Chrooting and configuring the system
To chroot into the newly installed system, instead of using the bare “chroot” command, we use the “xchroot” script included in Void. The script performs some preliminary operations, such as bind-mounting pseudo filesystems and the /etc/resolv.conf file, which contains information about names resolution. It also modifies the shell prompt:
# xchroot /mnt/target
Setting the hostname
To set the system hostname we just need to write it into the /etc/hostname file:
[xchroot /mnt/target] # echo linuxconfig > /etc/hostname
Setting system locale
To set the system locale we run the following commands (in this case we use “en_US.UTF-8”):
[xchroot /mnt/target] # echo LANG=en_US.UTF-8 > /etc/locale.conf [xchroot /mnt/target] # echo "en_US.UTF-8 UTF-8" > /etc/default/libc-locales [xchroot /mnt/target] # xbps-reconfigure -f glibc-locales
Setting the timezone
To set the timezone we link the appropriate timezone under /usr/share/zoneinfo to /etc/localtime. I live in Italy, so I use the “Europe/Rome” timezone:
[xchroot /mnt/target] # ln -sf /usr/share/zoneinfo/Europe/Rome /etc/localtime
Changing the root password
We probably want to change the root password (the default is voidlinux). In order to do that, we use the “passwd” command:
[xchroot /mnt/target] # passwd New password: Retype new password:
Creating a standard user
We may also want to create an unprivileged user and assign a password to it, to avoid working as root all the time:
[xchroot /mnt/target] # useradd -m -s /bin/bash -G wheel,audio,video,floppy,cdrom,optical,kvm,xbuilder doc [xchroot /mnt/target] # passwd doc
Populating /etc/fstab
The /etc/fstab file contains information about filesystems mounting. In this case:
tmpfs /tmp tmpfs defaults,nosuid,nodev 0 0 /dev/linuxconfig_vg/root_lv / ext4 defaults 0 1 UUID=d390f0f8-8575-42e6-9852-1f7ed26ce84b /boot ext4 defaults 0 2 UUID=97AD-8FE1 /boot/efi vfat defaults 0 2 /dev/linuxconfig_vg/home_lv /home ext4 defaults 0 2 /dev/linuxconfig_vg/swap_lv swap swap defaults 0 0
Configuring GRUB
To make the system prompt us for the LUKS password at boot, and activate all LVM logical volumes automatically, we must modify the GRUB configuration. First of all we must find the UUID of the LUKS encrypted-partition (/dev/vda3 in this case).
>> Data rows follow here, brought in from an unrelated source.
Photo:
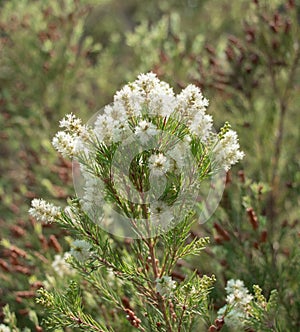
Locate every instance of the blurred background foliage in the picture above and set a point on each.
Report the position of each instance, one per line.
(63, 56)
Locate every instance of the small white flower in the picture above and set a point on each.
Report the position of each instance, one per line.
(130, 100)
(71, 124)
(80, 250)
(201, 125)
(4, 328)
(44, 211)
(191, 101)
(238, 298)
(165, 286)
(60, 266)
(145, 130)
(159, 164)
(64, 143)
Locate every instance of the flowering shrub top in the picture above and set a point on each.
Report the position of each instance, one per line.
(143, 162)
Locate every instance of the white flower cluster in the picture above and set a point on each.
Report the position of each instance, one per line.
(81, 250)
(72, 139)
(134, 111)
(165, 285)
(44, 211)
(60, 265)
(226, 151)
(238, 300)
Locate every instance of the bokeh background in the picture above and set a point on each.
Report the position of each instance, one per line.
(62, 56)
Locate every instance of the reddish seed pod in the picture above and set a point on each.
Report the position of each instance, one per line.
(263, 236)
(252, 218)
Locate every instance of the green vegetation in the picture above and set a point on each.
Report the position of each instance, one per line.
(63, 56)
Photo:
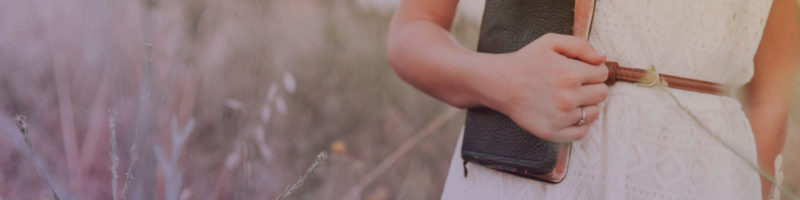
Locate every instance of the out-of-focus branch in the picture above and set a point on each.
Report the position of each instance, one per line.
(355, 191)
(67, 121)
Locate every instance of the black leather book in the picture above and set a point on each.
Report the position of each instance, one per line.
(492, 139)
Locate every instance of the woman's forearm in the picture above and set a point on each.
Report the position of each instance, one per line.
(425, 55)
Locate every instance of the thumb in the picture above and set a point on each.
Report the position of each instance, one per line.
(575, 48)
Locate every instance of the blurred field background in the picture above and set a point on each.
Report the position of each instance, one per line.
(256, 87)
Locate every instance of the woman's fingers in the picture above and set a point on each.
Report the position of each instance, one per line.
(591, 111)
(572, 131)
(586, 73)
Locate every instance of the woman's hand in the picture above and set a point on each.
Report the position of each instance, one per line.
(543, 86)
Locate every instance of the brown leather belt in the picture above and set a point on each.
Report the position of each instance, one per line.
(633, 75)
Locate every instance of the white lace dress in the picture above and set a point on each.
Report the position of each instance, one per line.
(644, 146)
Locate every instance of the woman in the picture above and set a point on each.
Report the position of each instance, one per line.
(635, 141)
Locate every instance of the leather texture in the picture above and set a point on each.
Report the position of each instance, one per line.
(492, 139)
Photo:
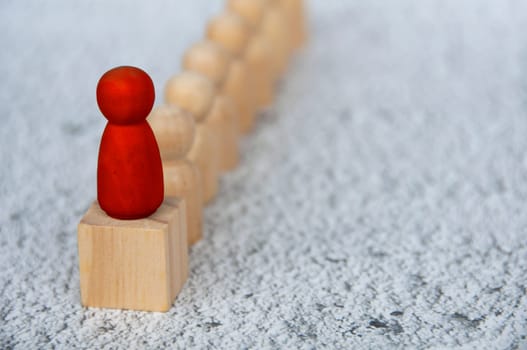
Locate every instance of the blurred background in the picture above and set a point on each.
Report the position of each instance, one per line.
(379, 203)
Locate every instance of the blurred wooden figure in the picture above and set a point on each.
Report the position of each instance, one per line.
(268, 23)
(174, 131)
(195, 93)
(296, 17)
(212, 61)
(233, 34)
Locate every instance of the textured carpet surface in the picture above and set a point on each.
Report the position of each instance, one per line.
(380, 203)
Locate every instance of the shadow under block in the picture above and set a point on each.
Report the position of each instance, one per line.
(133, 264)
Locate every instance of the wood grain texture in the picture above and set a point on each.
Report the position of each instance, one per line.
(133, 264)
(174, 129)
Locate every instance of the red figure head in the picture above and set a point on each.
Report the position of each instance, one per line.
(129, 170)
(125, 95)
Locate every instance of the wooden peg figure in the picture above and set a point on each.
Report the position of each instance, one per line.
(260, 51)
(233, 34)
(129, 172)
(296, 17)
(133, 251)
(274, 27)
(174, 130)
(213, 61)
(195, 94)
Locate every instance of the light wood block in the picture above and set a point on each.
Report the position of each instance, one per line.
(133, 264)
(174, 130)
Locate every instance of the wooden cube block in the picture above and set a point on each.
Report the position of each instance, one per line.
(133, 264)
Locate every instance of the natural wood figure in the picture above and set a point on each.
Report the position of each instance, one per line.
(174, 130)
(233, 34)
(296, 18)
(213, 61)
(140, 263)
(260, 51)
(274, 27)
(195, 93)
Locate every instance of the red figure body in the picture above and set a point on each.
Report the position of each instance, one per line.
(129, 171)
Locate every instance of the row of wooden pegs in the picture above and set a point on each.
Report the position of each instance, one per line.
(227, 79)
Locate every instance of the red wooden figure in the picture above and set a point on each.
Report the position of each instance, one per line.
(129, 172)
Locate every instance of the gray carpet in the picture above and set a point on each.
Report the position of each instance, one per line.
(381, 202)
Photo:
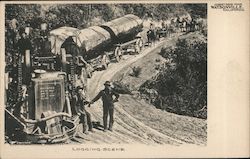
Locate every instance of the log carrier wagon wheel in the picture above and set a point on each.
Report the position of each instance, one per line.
(139, 45)
(118, 53)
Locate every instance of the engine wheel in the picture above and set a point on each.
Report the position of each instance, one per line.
(139, 45)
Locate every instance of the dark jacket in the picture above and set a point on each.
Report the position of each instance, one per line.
(79, 103)
(107, 97)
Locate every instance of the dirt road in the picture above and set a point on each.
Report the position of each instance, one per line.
(127, 129)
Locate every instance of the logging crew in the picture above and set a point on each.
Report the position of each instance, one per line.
(108, 104)
(84, 115)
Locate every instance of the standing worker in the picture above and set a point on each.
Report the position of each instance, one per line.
(84, 115)
(108, 104)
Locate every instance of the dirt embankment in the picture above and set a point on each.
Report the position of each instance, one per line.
(187, 129)
(136, 121)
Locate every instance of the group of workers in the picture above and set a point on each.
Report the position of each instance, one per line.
(108, 96)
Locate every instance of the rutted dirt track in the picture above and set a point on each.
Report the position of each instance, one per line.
(127, 129)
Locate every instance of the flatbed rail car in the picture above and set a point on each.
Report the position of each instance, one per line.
(94, 42)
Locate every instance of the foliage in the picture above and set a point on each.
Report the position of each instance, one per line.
(183, 88)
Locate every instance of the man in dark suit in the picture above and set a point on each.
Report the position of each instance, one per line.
(108, 104)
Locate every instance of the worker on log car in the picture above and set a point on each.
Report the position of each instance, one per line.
(23, 45)
(84, 116)
(108, 104)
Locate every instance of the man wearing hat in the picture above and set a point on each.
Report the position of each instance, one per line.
(80, 102)
(108, 104)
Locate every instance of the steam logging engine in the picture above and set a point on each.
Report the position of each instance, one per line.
(41, 110)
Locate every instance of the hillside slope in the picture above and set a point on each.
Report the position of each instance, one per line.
(134, 120)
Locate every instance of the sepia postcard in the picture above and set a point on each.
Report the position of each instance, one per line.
(124, 79)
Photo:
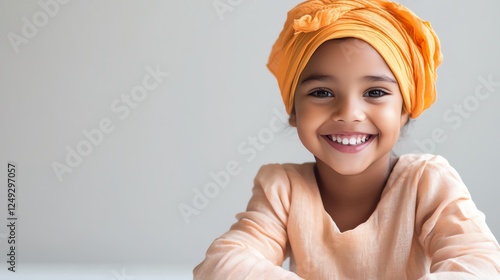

We can do it with the blkid command:
[xchroot /mnt/target] # blkid -o value -s UUID /dev/vda3
Keep note of the UUID returned by the command above: we need to use it as the value of the
rd.luks parameter in the GRUB configuration. We open the /etc/default/grub file, and modify the value of the “GRUB_CMDLINE_LINUX_DEFAULT” variable, so that it looks this way:
GRUB_CMDLINE_LINUX_DEFAULT="loglevel=4 rd.luks.uuid=cdd57f06-4879-41a1-83dd-6cb0af2a7078 rd.lvm.vg=linuxconfig_vg
Both rd.luks.uuid and rd.lvm.vg are dracut command line arguments. We use the former to specify the UUID of the LUKS container we want to unlock at boot and the latter to activate all the logical volumes which are part of the specified LVM volume group. To install Grub and generate its configuration, we run:
[xchroot /mnt/target] # grub-install --target=x86_64-efi --efi-dir=/boot/efi [xchroot /mnt/target] # grub-mkconfig -o /boot/grub/grub.cfg
Reconfiguring packages and re-generating the initramfs
We are almost ready. We just need to generate the initramfs (so that it includes LVM and cryptsetup), and reconfigure all installed packages. In order to do that, we can use the following command:
# xbps-reconfigure -fa
The command above forcibly runs post-installation scripts included in all installed packages, even those already marked as configured.
Exiting chroot and rebooting
At this point we can exit the chroot and reboot:
[xchroot /mnt/target] # exit # reboot
If everything goes as expected, we should see the Void Linux GRUB menu:
The system will ask for the LUKS password during boot:
Conclusions
Void Linux is one of the few Systemd-free Linux distributions: it uses Runit as init system and service supervisor and strives to be simple and modular. In this tutorial we saw how to install the distribution with an LVM on LUKS encryption setup, something which cannot be performed directly from the official installation script.